Day 20

50 9 8
                                    

I can't breathe.

Your face haunts my dreams,

Filled with anguish and despair.

Screaming 'why's and 'betrayer'

I thought you wanted me to be happy.

Flashes of that stranger I saw yesterday go through my mind,

Like a film stuck on repeat.

Terror floods my mind and body.

Images of that night go through my head.

Why?

Why?

Why?

I scream your name,

Reaching out to you.

Your hand slips though my own,

Slipping like sand between my fingers.

Not again, God please, why?

Your face fills my vision,

Red as blood with anger.

'You forgot me'

No.

No, I never did!

I cry this out,

Begging,

Pleading.

But you don't listen.

You fade away as I cry out your name again.
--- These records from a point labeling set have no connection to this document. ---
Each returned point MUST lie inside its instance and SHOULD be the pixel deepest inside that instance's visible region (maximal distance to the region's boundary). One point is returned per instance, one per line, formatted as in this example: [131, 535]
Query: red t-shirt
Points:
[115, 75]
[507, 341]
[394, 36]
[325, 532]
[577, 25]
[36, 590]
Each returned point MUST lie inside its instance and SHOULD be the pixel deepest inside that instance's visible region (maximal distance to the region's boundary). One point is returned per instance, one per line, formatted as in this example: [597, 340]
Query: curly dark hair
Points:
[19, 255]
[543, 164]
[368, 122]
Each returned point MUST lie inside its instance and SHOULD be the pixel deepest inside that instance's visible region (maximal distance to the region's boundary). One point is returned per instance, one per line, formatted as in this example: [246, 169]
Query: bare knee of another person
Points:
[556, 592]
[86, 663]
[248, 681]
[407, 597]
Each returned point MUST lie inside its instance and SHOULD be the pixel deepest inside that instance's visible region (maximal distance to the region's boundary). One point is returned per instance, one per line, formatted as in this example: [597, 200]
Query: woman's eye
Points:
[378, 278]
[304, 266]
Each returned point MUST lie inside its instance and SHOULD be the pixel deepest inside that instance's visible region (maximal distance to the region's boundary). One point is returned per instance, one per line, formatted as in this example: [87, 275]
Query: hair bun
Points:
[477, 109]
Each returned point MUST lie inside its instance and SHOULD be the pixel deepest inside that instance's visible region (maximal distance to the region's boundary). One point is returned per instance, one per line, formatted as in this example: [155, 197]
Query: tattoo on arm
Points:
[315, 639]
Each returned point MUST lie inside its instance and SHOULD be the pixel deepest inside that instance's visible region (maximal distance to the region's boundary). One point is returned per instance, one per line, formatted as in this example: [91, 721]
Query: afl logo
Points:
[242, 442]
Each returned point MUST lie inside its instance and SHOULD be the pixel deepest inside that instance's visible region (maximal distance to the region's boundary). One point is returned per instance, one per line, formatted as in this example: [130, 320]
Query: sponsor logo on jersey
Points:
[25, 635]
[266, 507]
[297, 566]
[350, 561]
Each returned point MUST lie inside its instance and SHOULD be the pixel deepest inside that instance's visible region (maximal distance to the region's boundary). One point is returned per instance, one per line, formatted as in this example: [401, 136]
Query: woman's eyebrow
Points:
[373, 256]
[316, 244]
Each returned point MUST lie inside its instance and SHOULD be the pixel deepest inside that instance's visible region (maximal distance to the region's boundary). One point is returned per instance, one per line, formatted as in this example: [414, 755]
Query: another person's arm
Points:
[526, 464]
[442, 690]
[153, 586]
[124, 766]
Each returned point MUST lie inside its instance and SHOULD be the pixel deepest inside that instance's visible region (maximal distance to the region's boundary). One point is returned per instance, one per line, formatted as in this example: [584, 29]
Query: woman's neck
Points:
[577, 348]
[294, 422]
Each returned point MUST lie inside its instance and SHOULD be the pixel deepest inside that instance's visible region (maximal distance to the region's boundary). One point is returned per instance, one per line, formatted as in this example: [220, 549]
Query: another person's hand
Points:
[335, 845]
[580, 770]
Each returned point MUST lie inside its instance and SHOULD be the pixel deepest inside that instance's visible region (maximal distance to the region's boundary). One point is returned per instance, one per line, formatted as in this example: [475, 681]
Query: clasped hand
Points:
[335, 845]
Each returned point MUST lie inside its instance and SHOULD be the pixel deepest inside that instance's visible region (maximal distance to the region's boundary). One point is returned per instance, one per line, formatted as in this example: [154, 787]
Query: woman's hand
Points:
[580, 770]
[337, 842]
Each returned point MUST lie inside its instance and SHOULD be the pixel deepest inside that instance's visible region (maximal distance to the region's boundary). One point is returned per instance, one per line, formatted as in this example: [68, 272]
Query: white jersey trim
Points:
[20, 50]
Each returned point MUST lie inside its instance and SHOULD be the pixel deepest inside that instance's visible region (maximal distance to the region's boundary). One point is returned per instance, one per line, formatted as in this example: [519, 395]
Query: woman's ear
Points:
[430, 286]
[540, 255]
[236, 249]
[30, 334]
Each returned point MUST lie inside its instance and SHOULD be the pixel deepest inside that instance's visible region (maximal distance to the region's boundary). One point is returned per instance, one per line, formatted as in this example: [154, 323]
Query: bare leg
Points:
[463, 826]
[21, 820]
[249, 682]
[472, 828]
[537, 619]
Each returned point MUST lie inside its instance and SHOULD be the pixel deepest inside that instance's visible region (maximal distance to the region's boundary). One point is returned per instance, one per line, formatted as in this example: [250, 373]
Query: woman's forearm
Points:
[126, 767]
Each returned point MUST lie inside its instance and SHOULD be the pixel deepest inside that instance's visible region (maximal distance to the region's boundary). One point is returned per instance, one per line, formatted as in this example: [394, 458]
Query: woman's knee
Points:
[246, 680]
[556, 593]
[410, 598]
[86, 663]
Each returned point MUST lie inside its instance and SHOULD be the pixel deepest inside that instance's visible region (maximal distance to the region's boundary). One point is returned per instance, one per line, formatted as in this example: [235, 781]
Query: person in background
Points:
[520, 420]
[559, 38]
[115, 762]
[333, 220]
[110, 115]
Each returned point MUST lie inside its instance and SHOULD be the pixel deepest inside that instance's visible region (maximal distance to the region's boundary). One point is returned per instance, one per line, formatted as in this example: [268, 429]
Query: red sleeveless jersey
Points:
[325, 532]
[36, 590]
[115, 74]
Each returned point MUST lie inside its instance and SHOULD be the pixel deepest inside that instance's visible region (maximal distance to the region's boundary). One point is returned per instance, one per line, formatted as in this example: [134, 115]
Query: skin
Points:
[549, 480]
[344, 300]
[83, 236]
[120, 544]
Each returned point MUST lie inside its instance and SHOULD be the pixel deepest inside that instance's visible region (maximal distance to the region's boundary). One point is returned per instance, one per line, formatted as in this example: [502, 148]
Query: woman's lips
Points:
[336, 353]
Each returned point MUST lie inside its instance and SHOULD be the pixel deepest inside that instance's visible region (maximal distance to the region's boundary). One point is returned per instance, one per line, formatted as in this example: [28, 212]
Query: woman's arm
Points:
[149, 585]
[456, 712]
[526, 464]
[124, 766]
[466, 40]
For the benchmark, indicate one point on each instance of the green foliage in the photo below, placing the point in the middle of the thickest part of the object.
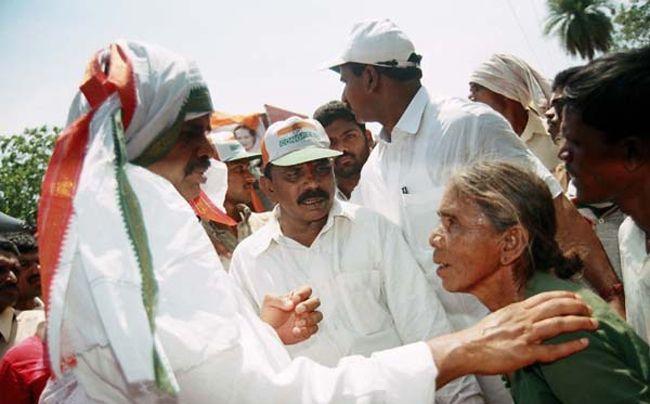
(583, 26)
(632, 23)
(23, 160)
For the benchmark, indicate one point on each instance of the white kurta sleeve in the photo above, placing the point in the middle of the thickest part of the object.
(244, 374)
(416, 310)
(492, 138)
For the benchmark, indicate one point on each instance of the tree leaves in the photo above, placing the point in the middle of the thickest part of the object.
(583, 26)
(23, 160)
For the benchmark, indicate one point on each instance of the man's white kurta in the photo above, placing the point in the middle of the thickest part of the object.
(405, 176)
(217, 347)
(635, 265)
(374, 295)
(539, 141)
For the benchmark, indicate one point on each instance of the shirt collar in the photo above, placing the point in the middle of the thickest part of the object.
(272, 233)
(6, 322)
(410, 120)
(533, 126)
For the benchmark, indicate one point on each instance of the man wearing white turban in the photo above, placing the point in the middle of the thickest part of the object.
(138, 307)
(521, 94)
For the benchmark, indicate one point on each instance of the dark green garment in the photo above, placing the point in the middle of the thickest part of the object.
(615, 368)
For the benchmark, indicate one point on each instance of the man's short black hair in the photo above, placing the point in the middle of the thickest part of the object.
(267, 170)
(395, 73)
(563, 77)
(24, 241)
(335, 110)
(612, 94)
(7, 246)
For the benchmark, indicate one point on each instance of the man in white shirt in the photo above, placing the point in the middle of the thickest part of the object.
(424, 140)
(373, 293)
(521, 94)
(15, 325)
(141, 310)
(607, 154)
(350, 138)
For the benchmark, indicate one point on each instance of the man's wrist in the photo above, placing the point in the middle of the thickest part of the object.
(612, 292)
(451, 354)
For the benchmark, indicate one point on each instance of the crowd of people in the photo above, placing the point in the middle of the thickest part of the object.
(490, 250)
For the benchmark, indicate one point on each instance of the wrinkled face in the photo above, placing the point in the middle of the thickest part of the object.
(186, 163)
(240, 182)
(305, 192)
(466, 244)
(245, 138)
(348, 138)
(29, 279)
(554, 114)
(355, 94)
(8, 283)
(478, 93)
(597, 173)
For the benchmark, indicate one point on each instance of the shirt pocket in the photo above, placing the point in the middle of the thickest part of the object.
(419, 219)
(359, 296)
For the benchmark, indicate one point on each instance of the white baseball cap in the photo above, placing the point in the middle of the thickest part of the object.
(228, 148)
(295, 141)
(379, 43)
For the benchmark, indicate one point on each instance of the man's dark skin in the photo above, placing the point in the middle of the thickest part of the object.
(355, 144)
(375, 97)
(8, 282)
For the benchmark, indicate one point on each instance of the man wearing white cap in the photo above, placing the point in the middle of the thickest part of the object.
(422, 142)
(227, 234)
(521, 94)
(374, 295)
(141, 312)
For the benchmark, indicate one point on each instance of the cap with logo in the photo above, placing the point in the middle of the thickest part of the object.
(295, 141)
(379, 43)
(228, 148)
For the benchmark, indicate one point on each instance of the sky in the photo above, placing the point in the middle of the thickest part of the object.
(253, 52)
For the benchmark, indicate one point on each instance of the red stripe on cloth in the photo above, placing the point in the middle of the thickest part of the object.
(62, 176)
(206, 210)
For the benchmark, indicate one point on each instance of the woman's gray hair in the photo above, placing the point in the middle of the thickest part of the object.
(509, 195)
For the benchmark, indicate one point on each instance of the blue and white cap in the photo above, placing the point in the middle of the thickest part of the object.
(295, 141)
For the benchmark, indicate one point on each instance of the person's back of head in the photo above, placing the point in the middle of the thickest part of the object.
(612, 94)
(562, 78)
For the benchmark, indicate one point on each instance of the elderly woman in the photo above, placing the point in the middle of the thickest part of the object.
(497, 241)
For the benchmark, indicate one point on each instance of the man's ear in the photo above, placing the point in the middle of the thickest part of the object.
(634, 152)
(369, 140)
(514, 242)
(266, 185)
(370, 79)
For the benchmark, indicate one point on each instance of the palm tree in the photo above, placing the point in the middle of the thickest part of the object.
(584, 27)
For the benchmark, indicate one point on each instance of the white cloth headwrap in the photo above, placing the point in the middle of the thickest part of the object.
(98, 233)
(515, 79)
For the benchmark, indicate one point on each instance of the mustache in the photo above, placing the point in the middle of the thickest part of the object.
(313, 193)
(345, 153)
(201, 163)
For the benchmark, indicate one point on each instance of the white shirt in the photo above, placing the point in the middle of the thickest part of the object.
(405, 176)
(218, 348)
(539, 141)
(373, 294)
(635, 264)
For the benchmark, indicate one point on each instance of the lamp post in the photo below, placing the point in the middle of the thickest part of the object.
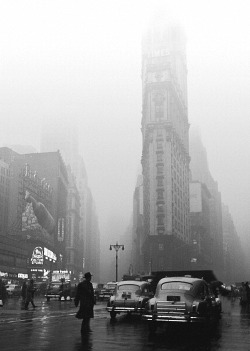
(117, 247)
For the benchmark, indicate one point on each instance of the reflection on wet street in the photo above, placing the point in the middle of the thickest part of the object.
(53, 326)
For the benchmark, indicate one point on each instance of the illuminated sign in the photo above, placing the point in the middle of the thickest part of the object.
(37, 255)
(22, 275)
(3, 274)
(49, 254)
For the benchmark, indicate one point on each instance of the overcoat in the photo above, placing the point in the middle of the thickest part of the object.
(85, 295)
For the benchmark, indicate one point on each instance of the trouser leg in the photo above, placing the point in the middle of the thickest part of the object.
(85, 325)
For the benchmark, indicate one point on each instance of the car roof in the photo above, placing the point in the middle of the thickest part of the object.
(132, 282)
(189, 280)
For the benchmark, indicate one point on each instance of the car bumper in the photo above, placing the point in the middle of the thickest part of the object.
(174, 318)
(124, 309)
(51, 296)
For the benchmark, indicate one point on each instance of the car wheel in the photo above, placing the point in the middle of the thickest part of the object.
(152, 327)
(112, 315)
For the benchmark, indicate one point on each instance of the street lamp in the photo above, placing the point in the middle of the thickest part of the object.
(117, 247)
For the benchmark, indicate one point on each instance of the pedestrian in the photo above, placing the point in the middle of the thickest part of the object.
(3, 293)
(24, 293)
(243, 298)
(29, 294)
(85, 295)
(248, 293)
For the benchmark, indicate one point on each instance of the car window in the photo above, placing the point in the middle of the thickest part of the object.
(176, 286)
(129, 287)
(111, 286)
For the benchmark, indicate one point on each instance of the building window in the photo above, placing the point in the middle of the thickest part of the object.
(160, 194)
(161, 247)
(159, 145)
(160, 157)
(160, 220)
(160, 170)
(160, 208)
(160, 182)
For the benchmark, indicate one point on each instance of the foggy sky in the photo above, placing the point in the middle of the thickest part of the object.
(81, 61)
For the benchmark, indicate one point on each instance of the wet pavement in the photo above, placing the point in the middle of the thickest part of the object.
(53, 326)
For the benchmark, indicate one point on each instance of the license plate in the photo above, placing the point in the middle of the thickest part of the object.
(173, 298)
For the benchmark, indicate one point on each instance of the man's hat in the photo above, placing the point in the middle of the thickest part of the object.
(87, 275)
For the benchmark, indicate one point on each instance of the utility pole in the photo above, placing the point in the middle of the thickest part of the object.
(117, 247)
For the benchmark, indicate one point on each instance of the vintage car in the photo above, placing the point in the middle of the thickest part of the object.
(129, 296)
(107, 291)
(13, 290)
(59, 290)
(182, 299)
(97, 289)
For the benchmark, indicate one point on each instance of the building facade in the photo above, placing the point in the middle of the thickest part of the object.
(200, 172)
(201, 241)
(165, 156)
(234, 259)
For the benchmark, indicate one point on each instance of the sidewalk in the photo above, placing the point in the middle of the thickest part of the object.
(14, 305)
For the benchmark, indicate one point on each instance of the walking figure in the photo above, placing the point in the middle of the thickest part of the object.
(3, 293)
(23, 293)
(30, 294)
(85, 295)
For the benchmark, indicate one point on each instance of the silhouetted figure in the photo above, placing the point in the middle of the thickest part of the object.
(85, 295)
(243, 292)
(30, 294)
(3, 292)
(24, 293)
(248, 292)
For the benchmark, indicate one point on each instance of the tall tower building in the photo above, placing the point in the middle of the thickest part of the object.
(199, 170)
(165, 156)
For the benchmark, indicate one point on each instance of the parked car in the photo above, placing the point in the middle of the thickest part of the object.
(107, 291)
(40, 288)
(59, 290)
(13, 290)
(129, 297)
(97, 289)
(182, 299)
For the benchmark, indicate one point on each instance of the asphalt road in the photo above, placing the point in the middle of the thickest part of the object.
(53, 326)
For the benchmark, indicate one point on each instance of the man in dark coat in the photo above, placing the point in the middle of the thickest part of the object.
(3, 292)
(85, 295)
(30, 294)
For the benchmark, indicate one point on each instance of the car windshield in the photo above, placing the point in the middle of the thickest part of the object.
(176, 286)
(111, 286)
(129, 287)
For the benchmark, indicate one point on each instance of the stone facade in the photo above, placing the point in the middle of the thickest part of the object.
(165, 156)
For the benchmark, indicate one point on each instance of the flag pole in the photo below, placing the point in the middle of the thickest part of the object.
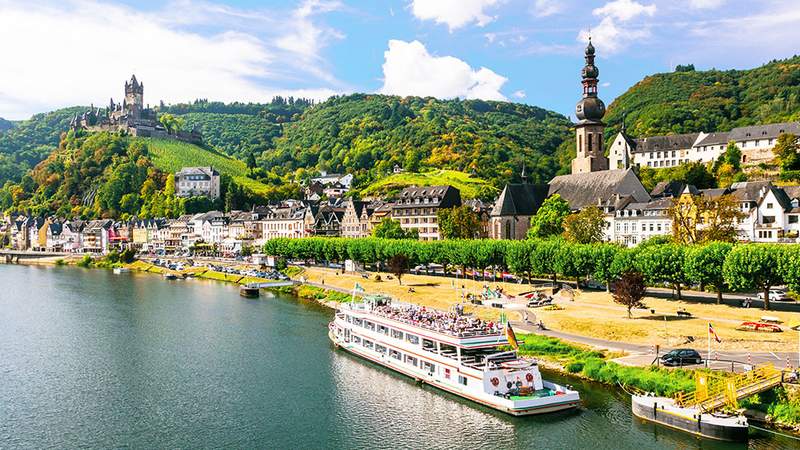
(708, 357)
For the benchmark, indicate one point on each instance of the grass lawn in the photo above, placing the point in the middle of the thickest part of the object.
(592, 314)
(171, 156)
(469, 186)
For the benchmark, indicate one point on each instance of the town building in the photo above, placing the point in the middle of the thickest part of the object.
(510, 218)
(197, 182)
(416, 208)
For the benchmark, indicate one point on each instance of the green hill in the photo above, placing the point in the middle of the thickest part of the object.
(469, 186)
(711, 100)
(366, 135)
(170, 156)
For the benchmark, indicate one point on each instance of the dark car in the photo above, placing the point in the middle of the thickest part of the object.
(681, 357)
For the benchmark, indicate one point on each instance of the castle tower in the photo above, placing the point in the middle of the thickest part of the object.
(134, 98)
(589, 129)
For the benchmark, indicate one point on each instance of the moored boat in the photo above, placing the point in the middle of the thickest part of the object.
(453, 352)
(665, 411)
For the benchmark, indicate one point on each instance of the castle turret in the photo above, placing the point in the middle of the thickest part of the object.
(134, 98)
(590, 110)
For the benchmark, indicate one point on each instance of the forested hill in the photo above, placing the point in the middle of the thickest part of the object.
(368, 134)
(5, 125)
(713, 100)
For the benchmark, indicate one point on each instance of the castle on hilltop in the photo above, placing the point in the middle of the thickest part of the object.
(131, 117)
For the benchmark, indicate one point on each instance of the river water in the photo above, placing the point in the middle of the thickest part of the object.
(93, 359)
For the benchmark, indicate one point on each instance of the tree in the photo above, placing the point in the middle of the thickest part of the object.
(786, 152)
(391, 229)
(549, 219)
(629, 291)
(585, 227)
(458, 223)
(754, 266)
(172, 123)
(398, 265)
(700, 218)
(703, 264)
(662, 263)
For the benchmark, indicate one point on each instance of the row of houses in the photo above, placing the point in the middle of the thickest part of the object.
(755, 143)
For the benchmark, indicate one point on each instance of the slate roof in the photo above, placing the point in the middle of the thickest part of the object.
(590, 189)
(769, 131)
(662, 143)
(520, 199)
(719, 138)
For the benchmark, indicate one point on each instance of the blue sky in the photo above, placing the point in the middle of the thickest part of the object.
(79, 51)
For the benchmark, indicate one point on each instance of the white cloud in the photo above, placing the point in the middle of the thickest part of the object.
(706, 4)
(78, 52)
(454, 13)
(609, 38)
(624, 10)
(409, 69)
(545, 8)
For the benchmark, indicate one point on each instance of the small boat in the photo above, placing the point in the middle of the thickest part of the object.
(461, 355)
(665, 411)
(248, 291)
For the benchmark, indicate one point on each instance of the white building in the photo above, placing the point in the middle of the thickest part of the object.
(197, 182)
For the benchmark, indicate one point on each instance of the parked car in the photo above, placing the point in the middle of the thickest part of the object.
(681, 357)
(775, 295)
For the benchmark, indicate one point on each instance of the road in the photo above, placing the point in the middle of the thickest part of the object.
(644, 354)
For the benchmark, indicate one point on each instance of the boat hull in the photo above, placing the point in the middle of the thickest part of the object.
(732, 429)
(566, 403)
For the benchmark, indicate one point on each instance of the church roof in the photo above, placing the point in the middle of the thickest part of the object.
(588, 189)
(520, 200)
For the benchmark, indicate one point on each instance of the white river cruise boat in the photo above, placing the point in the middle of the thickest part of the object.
(456, 353)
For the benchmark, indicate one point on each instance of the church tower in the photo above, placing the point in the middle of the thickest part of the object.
(589, 129)
(134, 98)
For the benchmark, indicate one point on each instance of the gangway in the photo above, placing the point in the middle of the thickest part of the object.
(714, 391)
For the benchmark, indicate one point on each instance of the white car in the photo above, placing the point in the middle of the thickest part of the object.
(775, 296)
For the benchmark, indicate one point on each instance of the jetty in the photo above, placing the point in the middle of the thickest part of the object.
(706, 411)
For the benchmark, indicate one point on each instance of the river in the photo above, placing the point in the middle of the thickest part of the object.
(93, 359)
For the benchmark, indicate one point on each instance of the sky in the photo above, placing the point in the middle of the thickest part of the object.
(76, 52)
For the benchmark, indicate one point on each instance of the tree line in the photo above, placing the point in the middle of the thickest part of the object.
(721, 266)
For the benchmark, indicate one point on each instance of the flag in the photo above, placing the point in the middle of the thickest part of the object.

Suddenly I'm in someone's embrace,

Soft whispers of comfort flooding my ears,

And sending warmth throughout my body.

It feels so wrong.

I push you away.

"Stop!"

I cradle my head in my hands as I curl into a ball.

"Stop..."

My voice is weaker as tears flood my vision.

"Stop it..."

I hear you shift and feel your hand on my shoulder.

"Stop what...?

I look up at you,

Feeling so lost and more broken than I was before.

"Stop making me love you..."

Your expression turns to one of shock before it goes blank.

"Stop it?"

I shiver as you suddenly chuckle, lowly,

Darkly.

"No. I will never stop."

You lift my chin, violently,

Making me flinch at the roughness.

Fear fills my mind as I look into your eyes.

Darker than the usual brown I always loved.

"I will make you love me more.

I will have you love me so much,

You won't be able to even BREATHE without me by your side.